Jennifer Capriati has been out with shoulder problems, Venus
and Serena Williams have been on-again-off-again in their tour
commitments in the run-up to the U.S. Open and Lindsay Davenport
was out injured for two months after Wimbledon.
That was only this year; two of 2004's walking wounded,
Belgians Kim Clijsters and Justine Henin-Hardenne, returned to
the tour after their own prolonged health battles.
The latest victim is Russian Svetlana Kuznetsova, who decided
to give up her defense of the Wismilak International in Bali this
week due to a back problem.
Davenport said on Tuesday that efforts must be made to make
the schedule more player friendly, taking into account the
physical demands on them and also the risk of burnout.
"I think it's too much, we have a really tough schedule," the
top seed at the US$225,000 tournament told The Jakarta Post. "The
tour wants us to play 11 months of the year and yet still stay
fit."
The American acknowledged that many "different entities" --
from the tour to sponsors and the ranking system itself -- were
involved in prodding the players to go the extra mile -- thereby
running the risk of injury.
Players today need to play from 17 to 18 tournaments a year to
defend their ranking points -- compared to about 12 in the early
1990s.
"I would hope so," Davenport said when asked if returning to
the old system of tournament commitments was the solution. "It
will make for a better product and for better tennis for the
fans."
The 29-year-old Californian, who spent a couple of hours on
photo calls and interviews at her hotel villa on Tuesday, noted
that she was the fittest she had ever been, but "I'm also getting
injured the most of my career".
Although her ranking slipped from first to second on Monday in
her recent see-saw battle for points with Russia's Maria
Sharapova, Davenport seemed unfazed.
"It's nice to be number one, but I've always felt that I
shouldn't worry too much about something that I couldn't control
-- you can't control what tournaments another player competes in.
Winning the Grand Slams was always more important to me."
After her Wimbledon semifinal loss to Sharapova in 2004,
Davenport hinted in her postmatch comments that she was leaning
to retirement.
Instead, she continued on -- "I realized I still wanted to
play --, reaching the Australian and Wimbledon finals, and
holding a matchpoint in the latter before losing to Venus
Williams in July.
Davenport said she was pleased with the year: "It would have
been nice to win Wimbledon, I would like to have done a couple of
things differently in the final, but she played the big points
well.
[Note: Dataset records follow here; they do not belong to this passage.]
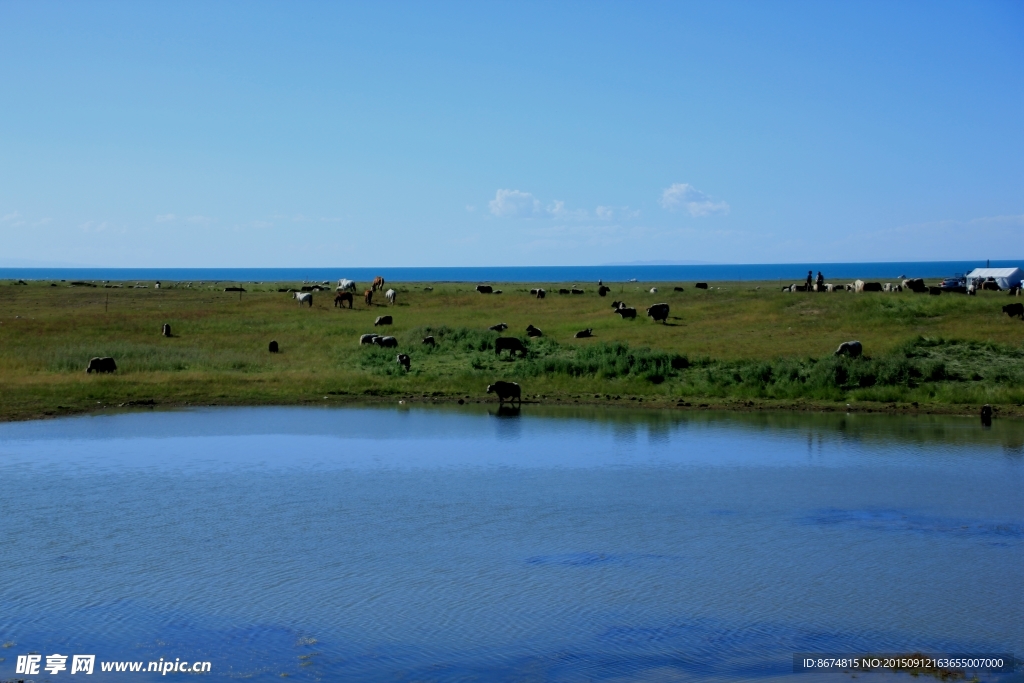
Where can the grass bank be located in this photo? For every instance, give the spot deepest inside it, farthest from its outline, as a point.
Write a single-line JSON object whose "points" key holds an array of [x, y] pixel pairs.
{"points": [[736, 345]]}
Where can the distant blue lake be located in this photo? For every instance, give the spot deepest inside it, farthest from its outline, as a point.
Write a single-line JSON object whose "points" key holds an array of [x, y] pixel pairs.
{"points": [[388, 544], [784, 271]]}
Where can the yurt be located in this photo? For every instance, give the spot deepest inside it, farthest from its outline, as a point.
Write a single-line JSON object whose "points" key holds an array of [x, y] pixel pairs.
{"points": [[1005, 278]]}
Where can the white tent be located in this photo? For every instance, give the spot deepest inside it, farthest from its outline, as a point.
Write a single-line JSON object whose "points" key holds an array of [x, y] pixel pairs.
{"points": [[1005, 278]]}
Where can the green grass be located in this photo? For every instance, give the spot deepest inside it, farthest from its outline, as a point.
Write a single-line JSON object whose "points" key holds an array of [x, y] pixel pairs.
{"points": [[737, 342]]}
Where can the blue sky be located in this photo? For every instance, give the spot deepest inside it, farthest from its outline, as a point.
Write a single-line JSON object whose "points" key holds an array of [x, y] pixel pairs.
{"points": [[492, 133]]}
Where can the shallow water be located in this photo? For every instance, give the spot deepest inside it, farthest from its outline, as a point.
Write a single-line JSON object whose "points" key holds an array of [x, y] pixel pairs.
{"points": [[450, 545]]}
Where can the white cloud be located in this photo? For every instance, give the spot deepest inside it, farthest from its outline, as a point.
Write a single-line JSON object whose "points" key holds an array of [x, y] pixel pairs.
{"points": [[685, 196], [511, 203], [557, 210]]}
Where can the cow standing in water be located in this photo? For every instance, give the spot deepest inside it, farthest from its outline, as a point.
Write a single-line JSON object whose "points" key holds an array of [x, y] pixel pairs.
{"points": [[509, 391]]}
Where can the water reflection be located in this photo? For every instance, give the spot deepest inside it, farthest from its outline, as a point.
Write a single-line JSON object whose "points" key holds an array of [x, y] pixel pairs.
{"points": [[558, 544]]}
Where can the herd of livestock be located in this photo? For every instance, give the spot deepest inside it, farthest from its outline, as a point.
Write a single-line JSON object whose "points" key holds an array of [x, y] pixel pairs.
{"points": [[346, 289]]}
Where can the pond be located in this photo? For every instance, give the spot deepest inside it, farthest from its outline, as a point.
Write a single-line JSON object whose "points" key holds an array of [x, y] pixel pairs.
{"points": [[443, 544]]}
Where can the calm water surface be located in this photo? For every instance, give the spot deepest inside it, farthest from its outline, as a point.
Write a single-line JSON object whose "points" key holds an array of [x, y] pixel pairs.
{"points": [[455, 545]]}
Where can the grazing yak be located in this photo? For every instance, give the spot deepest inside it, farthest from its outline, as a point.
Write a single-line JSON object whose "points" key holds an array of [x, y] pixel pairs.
{"points": [[98, 365], [509, 391], [510, 344], [861, 286], [852, 349], [1014, 309], [627, 311], [915, 285], [341, 297], [659, 311]]}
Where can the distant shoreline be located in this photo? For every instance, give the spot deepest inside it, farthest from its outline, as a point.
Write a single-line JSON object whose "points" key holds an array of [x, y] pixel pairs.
{"points": [[743, 346], [569, 273]]}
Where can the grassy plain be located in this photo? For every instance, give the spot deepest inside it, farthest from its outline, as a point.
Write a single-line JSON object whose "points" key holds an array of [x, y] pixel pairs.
{"points": [[742, 345]]}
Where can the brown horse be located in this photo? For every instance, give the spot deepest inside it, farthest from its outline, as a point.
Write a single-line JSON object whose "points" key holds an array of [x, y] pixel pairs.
{"points": [[341, 297]]}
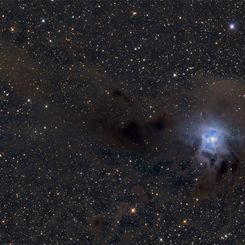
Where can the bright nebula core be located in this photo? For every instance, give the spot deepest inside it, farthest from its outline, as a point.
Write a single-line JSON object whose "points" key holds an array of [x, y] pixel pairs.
{"points": [[211, 140]]}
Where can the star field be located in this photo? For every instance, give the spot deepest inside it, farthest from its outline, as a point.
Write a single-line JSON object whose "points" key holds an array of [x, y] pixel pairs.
{"points": [[101, 106]]}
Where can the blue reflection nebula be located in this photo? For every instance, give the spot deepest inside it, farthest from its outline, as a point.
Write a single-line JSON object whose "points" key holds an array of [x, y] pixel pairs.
{"points": [[210, 140]]}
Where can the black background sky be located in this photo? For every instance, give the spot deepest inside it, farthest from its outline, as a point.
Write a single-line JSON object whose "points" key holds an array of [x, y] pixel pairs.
{"points": [[98, 104]]}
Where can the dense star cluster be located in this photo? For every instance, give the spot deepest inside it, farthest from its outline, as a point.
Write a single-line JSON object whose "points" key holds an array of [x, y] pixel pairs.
{"points": [[106, 122]]}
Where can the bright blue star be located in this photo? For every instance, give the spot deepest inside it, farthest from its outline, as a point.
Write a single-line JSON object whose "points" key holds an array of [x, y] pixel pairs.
{"points": [[210, 140]]}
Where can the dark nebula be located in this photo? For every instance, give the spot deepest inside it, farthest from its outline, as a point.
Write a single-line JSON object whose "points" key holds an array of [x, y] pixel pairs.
{"points": [[122, 122]]}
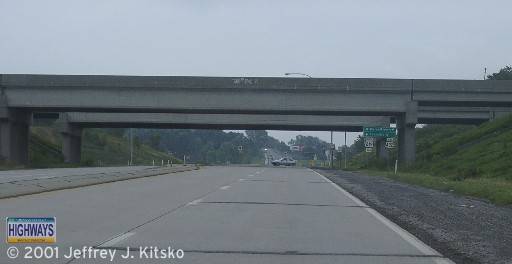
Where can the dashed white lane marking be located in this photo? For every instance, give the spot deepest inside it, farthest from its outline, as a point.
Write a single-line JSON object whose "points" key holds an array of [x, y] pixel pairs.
{"points": [[414, 241], [195, 202], [117, 239]]}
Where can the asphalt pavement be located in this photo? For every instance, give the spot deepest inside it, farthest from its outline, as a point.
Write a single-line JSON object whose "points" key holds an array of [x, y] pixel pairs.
{"points": [[219, 215]]}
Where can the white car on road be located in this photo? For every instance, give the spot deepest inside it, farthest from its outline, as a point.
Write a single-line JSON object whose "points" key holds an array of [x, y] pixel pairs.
{"points": [[284, 161]]}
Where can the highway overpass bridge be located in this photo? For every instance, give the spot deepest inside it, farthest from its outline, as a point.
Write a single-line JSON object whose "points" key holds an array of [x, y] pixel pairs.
{"points": [[408, 101]]}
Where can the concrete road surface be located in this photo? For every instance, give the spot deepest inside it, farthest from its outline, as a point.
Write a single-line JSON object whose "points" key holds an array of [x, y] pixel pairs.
{"points": [[219, 215], [23, 175]]}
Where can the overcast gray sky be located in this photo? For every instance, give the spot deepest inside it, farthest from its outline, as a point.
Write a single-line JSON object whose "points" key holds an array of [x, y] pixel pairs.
{"points": [[390, 39]]}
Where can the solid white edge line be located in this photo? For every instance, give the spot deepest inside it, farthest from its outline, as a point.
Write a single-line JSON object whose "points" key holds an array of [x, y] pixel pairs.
{"points": [[195, 202], [410, 238], [117, 239]]}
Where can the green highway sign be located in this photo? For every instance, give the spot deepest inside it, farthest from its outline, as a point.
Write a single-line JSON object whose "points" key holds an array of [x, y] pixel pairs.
{"points": [[386, 132]]}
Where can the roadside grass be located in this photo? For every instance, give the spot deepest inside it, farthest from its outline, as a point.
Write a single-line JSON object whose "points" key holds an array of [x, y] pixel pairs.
{"points": [[495, 190], [99, 148], [464, 159]]}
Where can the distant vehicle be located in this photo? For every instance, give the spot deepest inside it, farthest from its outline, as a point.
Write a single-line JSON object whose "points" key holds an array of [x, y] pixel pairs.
{"points": [[284, 162]]}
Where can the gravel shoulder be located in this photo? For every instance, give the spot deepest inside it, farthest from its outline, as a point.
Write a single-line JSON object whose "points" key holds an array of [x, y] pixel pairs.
{"points": [[464, 229]]}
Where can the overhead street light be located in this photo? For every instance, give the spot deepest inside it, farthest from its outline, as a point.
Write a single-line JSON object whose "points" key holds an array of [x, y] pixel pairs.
{"points": [[297, 73]]}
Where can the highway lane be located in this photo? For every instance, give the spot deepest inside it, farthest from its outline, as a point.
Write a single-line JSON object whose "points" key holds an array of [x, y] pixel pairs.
{"points": [[223, 215]]}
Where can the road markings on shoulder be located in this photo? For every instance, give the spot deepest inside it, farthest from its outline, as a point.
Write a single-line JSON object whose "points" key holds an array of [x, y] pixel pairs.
{"points": [[411, 239], [195, 202], [116, 239]]}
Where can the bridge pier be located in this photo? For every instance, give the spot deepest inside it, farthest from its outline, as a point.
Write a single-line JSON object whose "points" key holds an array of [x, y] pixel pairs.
{"points": [[14, 134], [382, 152], [71, 140], [406, 124]]}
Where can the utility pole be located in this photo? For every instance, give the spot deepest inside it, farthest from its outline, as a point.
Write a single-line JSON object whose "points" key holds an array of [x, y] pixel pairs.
{"points": [[331, 152], [345, 149], [131, 146]]}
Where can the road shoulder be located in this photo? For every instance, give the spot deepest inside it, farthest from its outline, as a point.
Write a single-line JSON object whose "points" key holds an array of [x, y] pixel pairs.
{"points": [[464, 229]]}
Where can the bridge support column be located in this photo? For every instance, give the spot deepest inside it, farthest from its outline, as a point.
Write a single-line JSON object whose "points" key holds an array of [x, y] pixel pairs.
{"points": [[71, 140], [14, 134], [382, 152], [406, 124]]}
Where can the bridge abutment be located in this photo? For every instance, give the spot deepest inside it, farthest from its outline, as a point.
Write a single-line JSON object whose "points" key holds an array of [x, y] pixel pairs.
{"points": [[14, 134], [71, 140]]}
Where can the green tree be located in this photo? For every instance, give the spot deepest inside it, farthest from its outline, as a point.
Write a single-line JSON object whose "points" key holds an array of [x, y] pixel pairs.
{"points": [[504, 74]]}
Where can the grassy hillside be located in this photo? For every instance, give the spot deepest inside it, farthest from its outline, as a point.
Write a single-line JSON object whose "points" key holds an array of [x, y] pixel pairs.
{"points": [[99, 147], [469, 160], [461, 152]]}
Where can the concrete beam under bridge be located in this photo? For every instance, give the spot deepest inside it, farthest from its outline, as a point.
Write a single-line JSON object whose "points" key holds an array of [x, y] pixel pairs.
{"points": [[225, 121], [247, 95]]}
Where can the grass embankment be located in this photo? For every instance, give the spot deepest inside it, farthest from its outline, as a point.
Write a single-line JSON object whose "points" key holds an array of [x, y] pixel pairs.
{"points": [[99, 148], [468, 160]]}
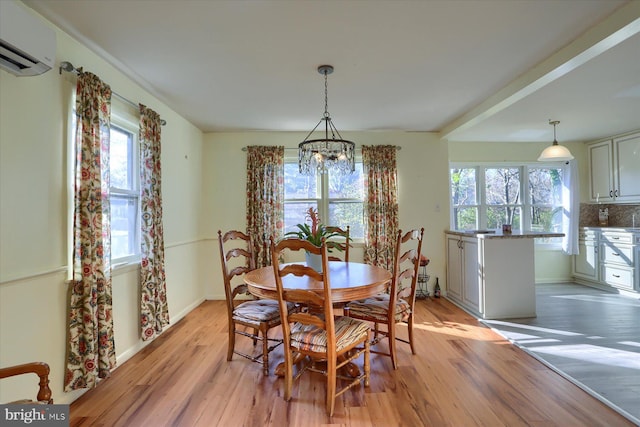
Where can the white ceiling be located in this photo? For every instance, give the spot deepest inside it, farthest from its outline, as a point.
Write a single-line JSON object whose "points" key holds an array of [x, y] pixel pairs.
{"points": [[483, 70]]}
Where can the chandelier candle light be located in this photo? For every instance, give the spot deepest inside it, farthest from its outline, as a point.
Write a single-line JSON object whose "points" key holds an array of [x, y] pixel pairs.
{"points": [[331, 152], [555, 152]]}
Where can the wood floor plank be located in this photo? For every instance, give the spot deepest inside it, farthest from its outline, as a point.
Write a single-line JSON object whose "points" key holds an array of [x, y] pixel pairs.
{"points": [[463, 375]]}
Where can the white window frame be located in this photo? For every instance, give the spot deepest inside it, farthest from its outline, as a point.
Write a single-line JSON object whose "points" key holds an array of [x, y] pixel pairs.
{"points": [[323, 201], [121, 118], [524, 204]]}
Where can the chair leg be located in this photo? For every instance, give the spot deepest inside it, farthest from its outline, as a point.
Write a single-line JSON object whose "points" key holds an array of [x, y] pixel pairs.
{"points": [[392, 344], [410, 327], [331, 385], [288, 373], [265, 351], [232, 340], [367, 366]]}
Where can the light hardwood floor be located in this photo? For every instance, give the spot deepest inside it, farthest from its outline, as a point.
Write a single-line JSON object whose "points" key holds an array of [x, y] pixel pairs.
{"points": [[463, 375]]}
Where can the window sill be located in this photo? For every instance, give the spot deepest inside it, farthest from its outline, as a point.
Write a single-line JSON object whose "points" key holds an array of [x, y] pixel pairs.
{"points": [[125, 267]]}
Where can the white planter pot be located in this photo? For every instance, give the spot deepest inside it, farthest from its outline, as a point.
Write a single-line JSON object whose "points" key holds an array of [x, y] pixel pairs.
{"points": [[314, 261]]}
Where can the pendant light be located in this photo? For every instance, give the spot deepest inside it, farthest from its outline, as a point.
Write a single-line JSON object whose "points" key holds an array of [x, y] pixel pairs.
{"points": [[327, 152], [555, 152]]}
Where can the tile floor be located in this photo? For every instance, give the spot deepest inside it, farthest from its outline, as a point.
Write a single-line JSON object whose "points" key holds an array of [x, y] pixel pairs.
{"points": [[588, 335]]}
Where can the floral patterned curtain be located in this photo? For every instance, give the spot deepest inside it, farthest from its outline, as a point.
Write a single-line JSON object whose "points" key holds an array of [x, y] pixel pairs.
{"points": [[265, 197], [90, 346], [381, 204], [154, 310]]}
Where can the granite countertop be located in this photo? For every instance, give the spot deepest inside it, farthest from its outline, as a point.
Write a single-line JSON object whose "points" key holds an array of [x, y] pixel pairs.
{"points": [[493, 234], [611, 228]]}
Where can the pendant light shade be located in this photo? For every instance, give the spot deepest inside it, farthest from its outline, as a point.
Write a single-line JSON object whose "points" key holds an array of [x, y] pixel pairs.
{"points": [[330, 150], [555, 152]]}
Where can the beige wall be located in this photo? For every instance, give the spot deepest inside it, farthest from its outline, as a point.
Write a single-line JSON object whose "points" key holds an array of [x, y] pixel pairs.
{"points": [[34, 215], [203, 190], [551, 265], [422, 182]]}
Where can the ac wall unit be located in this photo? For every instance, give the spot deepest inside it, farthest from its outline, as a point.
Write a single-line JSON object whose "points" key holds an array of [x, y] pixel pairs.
{"points": [[27, 45]]}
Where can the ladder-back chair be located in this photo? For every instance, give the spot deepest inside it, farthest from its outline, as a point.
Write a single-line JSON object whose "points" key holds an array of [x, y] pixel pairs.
{"points": [[397, 306], [315, 331]]}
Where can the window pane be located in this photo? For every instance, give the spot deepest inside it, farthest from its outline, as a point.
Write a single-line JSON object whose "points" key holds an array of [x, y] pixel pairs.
{"points": [[502, 186], [463, 186], [465, 218], [342, 214], [121, 159], [499, 215], [347, 186], [545, 187], [546, 219], [298, 186], [295, 213], [124, 222]]}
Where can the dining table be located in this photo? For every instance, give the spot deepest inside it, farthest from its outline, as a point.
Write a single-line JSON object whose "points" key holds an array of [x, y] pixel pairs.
{"points": [[349, 281]]}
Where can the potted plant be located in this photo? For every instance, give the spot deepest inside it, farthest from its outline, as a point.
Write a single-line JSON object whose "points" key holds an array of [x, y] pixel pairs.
{"points": [[314, 234]]}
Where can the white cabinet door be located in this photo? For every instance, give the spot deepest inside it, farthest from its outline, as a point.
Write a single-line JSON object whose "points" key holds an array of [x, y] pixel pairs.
{"points": [[601, 183], [471, 274], [585, 264], [627, 173], [454, 267]]}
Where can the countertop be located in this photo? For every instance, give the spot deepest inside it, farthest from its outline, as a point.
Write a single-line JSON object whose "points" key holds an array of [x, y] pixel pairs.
{"points": [[612, 228], [493, 234]]}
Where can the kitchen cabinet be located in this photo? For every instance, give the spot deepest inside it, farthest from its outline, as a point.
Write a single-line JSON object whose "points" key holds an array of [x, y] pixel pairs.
{"points": [[618, 260], [614, 169], [585, 264], [462, 271], [492, 275], [609, 257]]}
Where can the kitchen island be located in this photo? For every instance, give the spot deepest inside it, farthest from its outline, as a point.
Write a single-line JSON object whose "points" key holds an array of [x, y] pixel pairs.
{"points": [[491, 274]]}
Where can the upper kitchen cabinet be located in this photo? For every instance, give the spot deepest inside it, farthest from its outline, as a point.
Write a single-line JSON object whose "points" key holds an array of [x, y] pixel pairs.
{"points": [[614, 169]]}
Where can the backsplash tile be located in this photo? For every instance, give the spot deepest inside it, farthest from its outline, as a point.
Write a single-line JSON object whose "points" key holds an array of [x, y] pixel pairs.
{"points": [[619, 215]]}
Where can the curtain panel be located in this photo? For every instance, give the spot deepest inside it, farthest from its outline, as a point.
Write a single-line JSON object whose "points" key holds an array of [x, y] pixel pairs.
{"points": [[90, 346], [265, 199], [381, 204], [154, 310]]}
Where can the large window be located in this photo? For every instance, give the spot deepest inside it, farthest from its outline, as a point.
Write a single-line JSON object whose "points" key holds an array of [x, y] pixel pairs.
{"points": [[125, 193], [529, 197], [338, 199]]}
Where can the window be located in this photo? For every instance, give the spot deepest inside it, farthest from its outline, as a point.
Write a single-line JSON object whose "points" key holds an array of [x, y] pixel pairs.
{"points": [[125, 193], [338, 199], [529, 197]]}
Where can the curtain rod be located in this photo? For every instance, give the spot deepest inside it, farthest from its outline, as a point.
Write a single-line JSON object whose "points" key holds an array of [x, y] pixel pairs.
{"points": [[68, 67], [398, 148]]}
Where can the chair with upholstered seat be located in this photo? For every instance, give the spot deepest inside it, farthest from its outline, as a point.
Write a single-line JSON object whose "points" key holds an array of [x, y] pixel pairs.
{"points": [[41, 369], [339, 246], [396, 306], [259, 316], [315, 331]]}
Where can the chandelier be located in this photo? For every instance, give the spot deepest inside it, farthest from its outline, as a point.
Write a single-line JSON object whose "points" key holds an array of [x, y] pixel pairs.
{"points": [[331, 152], [555, 152]]}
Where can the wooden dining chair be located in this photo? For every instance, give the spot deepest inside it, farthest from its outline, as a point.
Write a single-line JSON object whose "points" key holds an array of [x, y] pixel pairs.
{"points": [[341, 248], [396, 306], [315, 331], [41, 369], [255, 315]]}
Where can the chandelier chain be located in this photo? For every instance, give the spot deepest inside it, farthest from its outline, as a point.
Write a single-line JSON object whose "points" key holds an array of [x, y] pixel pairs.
{"points": [[326, 95]]}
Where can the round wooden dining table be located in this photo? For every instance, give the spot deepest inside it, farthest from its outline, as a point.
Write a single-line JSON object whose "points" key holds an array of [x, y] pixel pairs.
{"points": [[349, 281]]}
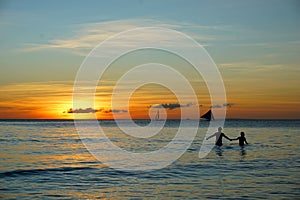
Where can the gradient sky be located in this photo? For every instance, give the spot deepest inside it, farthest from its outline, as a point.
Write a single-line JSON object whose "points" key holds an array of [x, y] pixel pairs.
{"points": [[255, 45]]}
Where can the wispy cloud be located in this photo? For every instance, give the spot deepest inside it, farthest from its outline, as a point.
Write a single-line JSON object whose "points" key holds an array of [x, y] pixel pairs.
{"points": [[91, 34], [171, 106], [91, 110]]}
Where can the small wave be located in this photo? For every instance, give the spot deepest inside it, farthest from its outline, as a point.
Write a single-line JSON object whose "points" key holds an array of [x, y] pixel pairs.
{"points": [[21, 172]]}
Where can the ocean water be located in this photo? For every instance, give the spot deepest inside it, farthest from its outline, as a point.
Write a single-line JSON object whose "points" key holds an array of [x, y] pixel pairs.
{"points": [[45, 159]]}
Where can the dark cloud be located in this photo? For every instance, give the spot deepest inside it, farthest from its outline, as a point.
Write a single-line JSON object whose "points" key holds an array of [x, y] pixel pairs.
{"points": [[171, 106], [229, 105]]}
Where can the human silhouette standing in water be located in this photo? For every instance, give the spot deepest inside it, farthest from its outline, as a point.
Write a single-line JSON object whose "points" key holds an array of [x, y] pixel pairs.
{"points": [[219, 135], [242, 139]]}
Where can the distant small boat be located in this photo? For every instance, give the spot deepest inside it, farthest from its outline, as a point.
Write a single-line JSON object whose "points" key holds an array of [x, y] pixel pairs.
{"points": [[208, 116]]}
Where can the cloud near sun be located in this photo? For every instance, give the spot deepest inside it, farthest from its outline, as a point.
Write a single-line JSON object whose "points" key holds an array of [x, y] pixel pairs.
{"points": [[91, 110]]}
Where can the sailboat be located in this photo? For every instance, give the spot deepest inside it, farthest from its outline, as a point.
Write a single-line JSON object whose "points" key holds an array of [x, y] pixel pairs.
{"points": [[208, 116]]}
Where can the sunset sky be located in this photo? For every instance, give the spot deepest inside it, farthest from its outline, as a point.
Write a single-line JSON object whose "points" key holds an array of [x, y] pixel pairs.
{"points": [[255, 45]]}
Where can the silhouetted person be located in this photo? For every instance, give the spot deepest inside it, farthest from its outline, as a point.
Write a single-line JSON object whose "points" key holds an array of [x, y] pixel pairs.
{"points": [[219, 135], [242, 139]]}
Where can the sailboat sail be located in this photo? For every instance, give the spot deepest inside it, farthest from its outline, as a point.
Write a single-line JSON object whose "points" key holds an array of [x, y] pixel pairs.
{"points": [[208, 116]]}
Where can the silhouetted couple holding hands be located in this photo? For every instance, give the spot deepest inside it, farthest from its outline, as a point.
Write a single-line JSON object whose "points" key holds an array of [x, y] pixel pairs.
{"points": [[219, 135]]}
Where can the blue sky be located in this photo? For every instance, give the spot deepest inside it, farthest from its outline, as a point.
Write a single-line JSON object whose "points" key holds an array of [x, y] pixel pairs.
{"points": [[254, 43]]}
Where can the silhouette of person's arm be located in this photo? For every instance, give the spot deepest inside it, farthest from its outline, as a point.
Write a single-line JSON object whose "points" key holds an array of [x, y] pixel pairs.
{"points": [[211, 136]]}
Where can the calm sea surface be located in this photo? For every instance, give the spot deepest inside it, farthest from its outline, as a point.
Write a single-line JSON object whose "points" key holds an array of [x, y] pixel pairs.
{"points": [[46, 160]]}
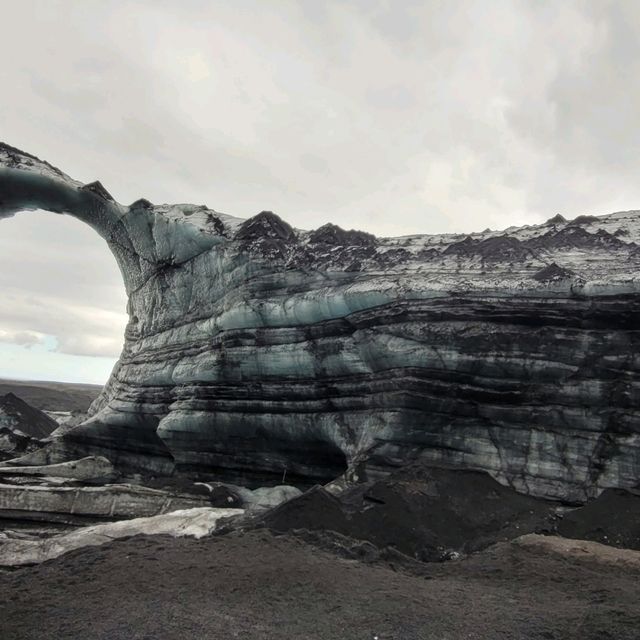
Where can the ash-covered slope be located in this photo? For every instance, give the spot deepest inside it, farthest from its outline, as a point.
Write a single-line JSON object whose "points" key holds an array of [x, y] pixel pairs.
{"points": [[255, 348]]}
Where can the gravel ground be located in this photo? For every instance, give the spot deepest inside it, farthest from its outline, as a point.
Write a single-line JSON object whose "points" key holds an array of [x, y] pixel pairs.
{"points": [[255, 585]]}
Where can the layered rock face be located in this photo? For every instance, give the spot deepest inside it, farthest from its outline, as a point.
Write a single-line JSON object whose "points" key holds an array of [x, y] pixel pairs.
{"points": [[255, 349]]}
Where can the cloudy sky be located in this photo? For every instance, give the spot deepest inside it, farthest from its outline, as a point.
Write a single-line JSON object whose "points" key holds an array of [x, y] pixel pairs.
{"points": [[392, 116]]}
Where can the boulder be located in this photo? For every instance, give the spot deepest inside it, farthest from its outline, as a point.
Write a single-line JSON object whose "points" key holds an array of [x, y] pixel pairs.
{"points": [[258, 351]]}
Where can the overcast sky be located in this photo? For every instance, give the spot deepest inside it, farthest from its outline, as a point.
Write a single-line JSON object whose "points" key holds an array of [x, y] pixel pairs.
{"points": [[391, 116]]}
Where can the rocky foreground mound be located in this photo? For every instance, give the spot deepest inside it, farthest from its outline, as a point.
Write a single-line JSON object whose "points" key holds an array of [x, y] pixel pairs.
{"points": [[260, 351]]}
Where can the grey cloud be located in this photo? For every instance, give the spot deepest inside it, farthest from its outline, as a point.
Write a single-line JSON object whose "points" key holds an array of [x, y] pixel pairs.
{"points": [[394, 117]]}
She won it."
Married since 2003 to Jon Leach, Davenport said she was
feeling good about her career right now, but did not see her
following Andre Agassi's example by playing at the age of 35 or
the game's grand dame Martina Navratilova, who reached the U.S.
Open women's doubles semifinals last week a month before her 49th
birthday.
"It's the big question mark (retirement). I started really
young, and I will continue for a year or two more if I like it.
But a lot depends on how my body holds up."